I've been on a gun hunt lately and now I'm considering a revolver. I like the new SP101 Ruger Magnum. They have a .357 and a .327 and I'm interested in both. Does anyone have any experience with either of these or revolvers in general? What are the advantages of a revolver over a pistol? How's the recoil, quality/durabilty, range, ammo cost, etc.? Any info would be great and very helpful.

Thanks tons in advance.


----------



## IcatchEm (Sep 11, 2007)

That .327 will go the way of the .45GAP, I would steer clear. Get the .357, that way you can use both .357 and .38's


----------



## Loke (Sep 7, 2007)

If you do choose the 327, you will also have the option of shooting 32 H&R Magnums, 32 S&W Long, or 32 S&W. If you are looking for a small medium caliber self-defense gun, one of the small 9mm semi-autos would serve you well. They are faster to reload, and have a larger magazine capacity as well. They are easier to conceal due to their flatter profile than a revolver, too.


----------



## IcatchEm (Sep 11, 2007)

32 H&R mag http://www.cheaperthandirt.com/32hrmagn_bda.htm .357 mag http://www.cheaperthandirt.com/defenseh_bfb.htm 38 special http://www.cheaperthandirt.com/defenseh_bgj.htm, I think the .327 mag ammo is going to be expensive, and not readily available is all


----------



## Loke (Sep 7, 2007)

I don't disagree, just offering another opinion.
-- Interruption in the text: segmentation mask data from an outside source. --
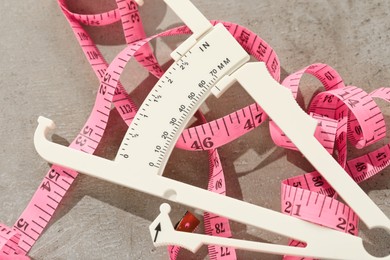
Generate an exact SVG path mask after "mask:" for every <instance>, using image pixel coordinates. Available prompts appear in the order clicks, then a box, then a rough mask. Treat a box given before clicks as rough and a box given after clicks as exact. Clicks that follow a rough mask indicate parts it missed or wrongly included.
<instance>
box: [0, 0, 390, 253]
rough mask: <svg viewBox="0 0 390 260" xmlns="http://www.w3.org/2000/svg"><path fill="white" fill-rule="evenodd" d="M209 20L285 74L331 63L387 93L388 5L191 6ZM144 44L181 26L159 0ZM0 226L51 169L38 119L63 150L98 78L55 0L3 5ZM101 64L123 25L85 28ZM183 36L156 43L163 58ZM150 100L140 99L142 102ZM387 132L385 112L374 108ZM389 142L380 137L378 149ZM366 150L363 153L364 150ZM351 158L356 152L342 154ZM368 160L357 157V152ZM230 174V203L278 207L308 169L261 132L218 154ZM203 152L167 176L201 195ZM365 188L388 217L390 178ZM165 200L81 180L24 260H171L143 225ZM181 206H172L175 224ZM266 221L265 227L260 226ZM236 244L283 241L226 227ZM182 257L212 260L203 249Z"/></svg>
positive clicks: (68, 193)
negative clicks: (220, 22)
mask: <svg viewBox="0 0 390 260" xmlns="http://www.w3.org/2000/svg"><path fill="white" fill-rule="evenodd" d="M68 2H69V5H70V6H71V7H72V9H73V10H75V11H79V12H84V13H93V12H100V11H103V10H108V9H110V8H113V7H115V1H113V0H106V1H103V0H99V1H97V0H94V1H92V0H82V1H75V0H73V1H68ZM193 2H194V4H195V5H196V6H197V7H198V8H199V9H200V10H201V11H202V12H203V13H204V14H205V15H206V17H208V18H210V19H221V20H226V21H232V22H235V23H238V24H241V25H243V26H245V27H248V28H250V29H251V30H252V31H254V32H256V33H257V34H258V35H260V36H261V37H262V38H263V39H265V40H266V41H267V42H268V43H269V44H270V45H271V46H272V47H273V48H274V49H275V51H276V52H277V54H278V56H279V58H280V61H281V66H282V77H285V76H286V75H288V74H290V73H292V72H294V71H296V70H299V69H300V68H302V67H304V66H307V65H310V64H312V63H315V62H323V63H327V64H329V65H331V66H333V67H334V68H335V69H337V71H338V72H339V73H340V74H341V75H342V77H343V78H344V80H345V82H346V84H351V85H356V86H359V87H362V88H364V89H365V90H366V91H367V92H369V91H370V90H373V89H374V88H378V87H382V86H390V49H389V41H390V19H389V10H390V2H388V1H319V0H317V1H281V0H273V1H271V0H264V1H255V0H241V1H233V0H224V1H222V0H217V1H206V0H193ZM141 14H142V19H143V21H144V24H145V27H146V32H147V34H148V35H152V34H155V33H156V32H160V31H162V30H164V29H167V28H171V27H173V26H174V25H177V24H179V23H181V22H180V21H179V19H178V18H177V17H176V16H175V15H174V14H173V13H172V11H171V10H169V9H168V8H167V7H166V6H165V5H164V3H163V1H161V0H146V4H145V6H144V7H142V9H141ZM0 17H1V25H0V34H1V41H0V101H1V102H0V111H1V113H0V127H1V128H0V129H1V134H0V147H1V153H0V154H1V156H0V221H1V222H2V223H5V224H7V225H12V224H13V223H14V222H15V221H16V220H17V219H18V217H19V215H20V214H21V212H22V211H23V209H24V208H25V206H26V205H27V204H28V202H29V201H30V199H31V196H32V195H33V194H34V192H35V190H36V189H37V188H38V185H39V183H40V182H41V180H42V178H43V177H44V175H45V173H46V171H47V170H48V169H49V165H48V163H46V162H45V161H44V160H43V159H41V158H40V157H39V156H38V154H37V153H36V151H35V149H34V146H33V140H32V138H33V133H34V130H35V127H36V126H37V123H36V119H37V118H38V116H39V115H44V116H46V117H49V118H51V119H53V120H54V121H55V122H56V123H57V131H56V135H55V136H54V137H53V140H54V141H56V142H58V143H61V144H68V143H69V142H70V141H71V140H72V139H73V138H74V137H75V135H76V134H77V133H78V131H79V129H80V128H81V127H82V125H83V124H84V122H85V120H86V118H87V117H88V115H89V113H90V111H91V108H92V105H93V102H94V98H95V94H96V91H97V87H98V81H97V79H96V78H95V75H94V74H93V72H92V70H91V69H90V67H89V65H88V63H87V61H86V59H85V58H84V56H83V54H82V51H81V49H80V47H79V45H78V44H77V42H76V40H75V38H74V36H73V33H72V31H71V29H70V28H69V26H68V24H67V22H66V20H65V18H64V17H63V15H62V13H61V11H60V10H59V8H58V6H57V3H56V1H54V0H51V1H34V0H25V1H10V0H3V1H1V2H0ZM88 32H89V33H90V34H91V36H92V38H93V39H94V41H95V42H96V43H97V44H98V45H99V48H101V50H102V53H103V55H104V56H105V57H106V58H107V59H108V60H111V59H112V58H113V57H114V56H115V55H116V54H117V53H118V52H119V51H120V50H121V49H122V48H123V47H124V44H125V43H124V39H123V36H122V34H121V28H120V25H119V24H115V25H112V26H108V27H105V28H88ZM181 40H183V37H177V38H169V39H164V40H157V41H154V42H153V46H154V48H155V50H156V55H157V57H158V59H159V61H160V62H161V63H162V64H164V63H167V62H168V61H169V53H170V52H171V51H172V50H173V49H174V47H175V46H177V45H178V44H179V43H180V42H181ZM122 82H123V83H124V85H125V86H126V88H127V89H128V90H129V91H130V90H131V89H132V88H134V87H135V86H137V85H138V84H143V85H145V86H152V85H153V83H154V82H155V80H154V79H153V78H152V77H150V76H149V75H148V74H147V73H145V72H144V71H143V70H141V69H140V68H139V66H138V65H136V64H135V63H132V64H131V65H130V66H128V68H126V71H125V75H124V76H123V77H122ZM319 87H320V83H319V82H318V81H316V80H313V79H312V78H310V77H305V78H304V80H303V82H302V93H303V96H304V101H305V102H306V104H307V102H308V100H309V96H310V95H311V94H312V93H313V92H314V91H315V90H316V89H318V88H319ZM144 97H145V93H143V92H142V91H135V93H134V98H135V100H136V101H137V103H138V104H140V103H141V102H142V98H144ZM252 102H253V101H252V100H251V98H250V97H249V96H248V95H247V94H246V93H245V92H244V91H243V90H242V89H241V88H240V87H239V86H234V87H233V88H232V89H230V90H229V91H228V92H227V93H226V94H225V95H224V96H223V97H222V98H221V99H219V100H216V99H214V98H210V99H209V100H208V101H206V103H207V105H208V107H209V108H210V112H209V113H208V114H207V118H208V119H209V120H211V119H214V118H218V117H220V116H223V115H225V114H227V113H229V112H232V111H234V110H236V109H238V108H241V107H243V106H245V105H248V104H251V103H252ZM379 104H380V106H381V109H382V110H383V111H384V113H385V115H386V120H387V124H388V125H389V119H390V118H389V117H390V110H389V105H388V104H385V103H384V102H383V103H379ZM125 130H126V128H125V125H124V124H123V123H122V122H121V121H120V120H119V117H118V114H117V113H115V112H113V113H112V116H111V118H110V125H109V129H108V132H107V135H106V136H105V137H104V139H103V141H102V145H100V146H99V149H98V152H97V153H98V155H100V156H103V157H106V158H110V159H112V158H114V156H115V153H116V149H117V147H118V145H119V143H120V140H121V138H122V136H123V134H124V133H125ZM386 142H389V138H388V137H387V138H386V139H385V140H383V141H381V144H382V145H383V144H385V143H386ZM370 149H373V148H368V149H365V150H364V151H366V152H367V151H369V150H370ZM349 151H350V153H349V157H350V158H352V157H353V155H356V154H361V153H362V151H356V150H355V149H354V148H349ZM364 151H363V152H364ZM220 155H221V158H222V162H223V166H224V170H225V173H226V176H227V190H228V196H232V197H236V198H240V199H243V200H246V201H249V202H251V203H254V204H257V205H261V206H264V207H268V208H271V209H274V210H280V198H279V197H280V182H281V180H283V179H285V178H287V177H290V176H294V175H298V174H301V173H303V172H306V171H311V170H312V167H311V166H310V164H309V163H307V162H306V161H305V160H304V159H303V158H302V157H301V156H300V155H299V154H298V153H296V152H291V151H285V150H283V149H281V148H277V147H275V146H274V145H273V143H272V142H271V139H270V136H269V134H268V127H267V126H266V125H264V126H262V127H260V128H258V129H256V130H254V131H253V132H251V133H249V134H247V135H245V136H244V137H242V138H240V139H239V140H236V141H234V142H232V143H230V144H228V145H225V146H223V147H222V148H220ZM207 171H208V164H207V155H206V154H205V153H190V152H183V151H176V150H175V151H174V153H173V155H172V156H171V159H170V161H169V164H168V166H167V168H166V171H165V175H167V176H169V177H171V178H174V179H178V180H181V181H185V182H188V183H191V184H194V185H197V186H200V187H206V185H207V174H208V172H207ZM361 186H362V188H363V189H364V191H365V192H367V194H368V195H369V196H370V197H371V198H372V199H373V200H374V202H375V203H376V204H377V205H378V206H379V207H380V208H381V209H382V210H383V211H384V212H385V213H386V214H387V216H390V199H389V196H390V170H389V169H386V170H385V171H383V172H382V173H381V174H379V175H378V176H376V177H374V178H372V179H371V180H368V181H366V182H364V183H363V184H362V185H361ZM161 202H162V200H160V199H156V198H154V197H150V196H146V195H144V194H142V193H139V192H135V191H133V190H129V189H125V188H122V187H120V186H117V185H114V184H110V183H107V182H104V181H100V180H97V179H94V178H91V177H88V176H84V175H82V174H81V175H80V176H79V177H78V178H77V180H76V181H75V183H74V185H73V186H72V188H71V189H70V191H69V192H68V195H67V196H66V197H65V199H64V200H63V202H62V203H61V205H60V207H59V208H58V210H57V212H56V214H55V216H54V218H53V219H52V221H51V223H50V225H49V226H48V228H47V229H46V231H45V232H44V233H43V235H42V236H41V238H40V239H39V240H38V242H37V243H36V244H35V245H34V247H33V248H32V250H31V251H30V253H29V255H30V256H31V257H32V258H33V259H167V253H166V249H165V248H154V247H153V245H152V241H151V239H150V235H149V233H148V232H149V231H148V225H149V223H150V222H151V221H152V220H153V219H154V218H155V217H156V215H157V213H158V207H159V205H160V203H161ZM184 210H185V208H184V207H182V206H179V205H173V214H172V218H173V219H174V220H178V219H179V218H180V216H181V214H182V213H183V211H184ZM259 221H261V220H259ZM232 229H233V234H234V236H235V237H237V238H246V239H253V240H258V241H267V242H274V243H285V242H286V241H287V239H286V238H283V237H280V236H278V235H275V234H271V233H267V232H264V231H261V230H257V229H253V228H252V227H246V226H245V225H242V224H239V223H233V224H232ZM361 236H362V237H364V238H366V239H367V240H368V241H370V242H371V243H372V244H374V245H375V246H372V247H373V248H371V249H370V250H371V251H372V252H375V253H376V254H382V255H383V254H386V253H387V254H388V253H389V243H388V241H389V235H388V234H383V232H382V233H380V232H369V231H368V230H367V229H366V228H365V227H364V225H362V227H361ZM180 256H181V259H207V258H208V257H207V251H206V248H205V247H203V248H202V249H201V250H200V251H199V252H198V253H196V254H192V253H190V252H187V251H183V252H182V254H181V255H180ZM238 256H239V259H281V257H280V256H275V255H269V254H262V253H253V252H244V251H238Z"/></svg>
The 327 will never be the defense weapon that the 357 is, and will never be as popular or cheap to shoot as the 38. And if all else fails, you can rechamber to the 32-20, which is all that it is any way.


----------



## Frisco Pete (Sep 22, 2007)

Many of us who were born before 1970 started out shooting a .357 Mag revolver, which was the "in" thing (along with the .44 Mag) of the time. The revolver is very simple and normally quite accurate - especially in the full-size, not snubbie, versions with barrels less than 3". 4" is even better. There are no feeding issues so the revolver tolerates a wide range of bullet shapes and functions with ammo with a wide variety of powder. In .357 Mag, you can use .38 Special target loads, +P loads, 110 to 180 grain .357 Magnum loads without problem. In fact the only real problem I can think of is having the different rounds hit to a different point-of-impact (POI). This is where fixed-sight revolvers run into trouble. Adjustable rear sights allow you to match point of aim to POI.
So I would advise getting a medium-frame revolver with adjustable sights for general use although CC suffers with these. The SP101 has fixed sights (I think) and is more slanted to CC and backup outdoor use.

I can't comment on the new .327 Federal, it may be a great round, but I _do_ know that the .38 Special/.357 Magnum combo has been proven for over 1/2 a century.

As mentioned, the semiautos are a little faster for multiple shots in most hands and have more capacity. Bullet profile is a bit more limited, as well as bullet weight and ammo power in general. 
You need to decide your main needs and also understand there is no universal tool when it comes to handguns.


----------



## Doc (Sep 11, 2007)

I have 2 sp 101s, one in 2" one 3" barrel. I hate shooting .357 in them, I do it but it isn't fun. (Go ahead, call me a wimp) The .357 snubbie also has quite a flash and bang, along with the recoil it tends to help people develop a flinch. A hogue grip makes a big difference but then it's harder to conceal if that's what you are looking for. One of the new .327s would be fun but I'm not about to run out and buy one just yet. I think the ammo will be pricey and perhaps hard to get. I like my revolvers mostly because I load a couple bird shot rounds in them when the wife and I go fishing/hiking. I have a couple autos that I use for CC.

Doc


----------



## Frisco Pete (Sep 22, 2007)

From further reading on the .327 Federal it seems that it has more power and velocity than the .38 Special with better cavitation in ballistic gellatin, but is much more pleasant to shoot than the .357 mag from an SP101. In addition, the rear sight on the .327 SP101 is adjustable (at least for windage). So this new round really does fill a niche for guys like _Doc_ and people who are rather newer to handguns that the .357 Mag in a smaller revolver may adversely affect.


----------



## Doc (Sep 11, 2007)

Buffalo Bore now has tactical, low recoil, low flash .357 for short barrel revolvers, and I've been shooting their 180 grains. Maybe Buffalo Bore will come out with some "Heavy .327" high pressure loads!!!!! :wink:


----------



## Surfer Coyote (Jan 14, 2008)

I've shot those Buffalo Bore low flash out of my .357 snubbie, I like them a lot. I also like their 325 .45 LC +P loads out of my Judge.


----------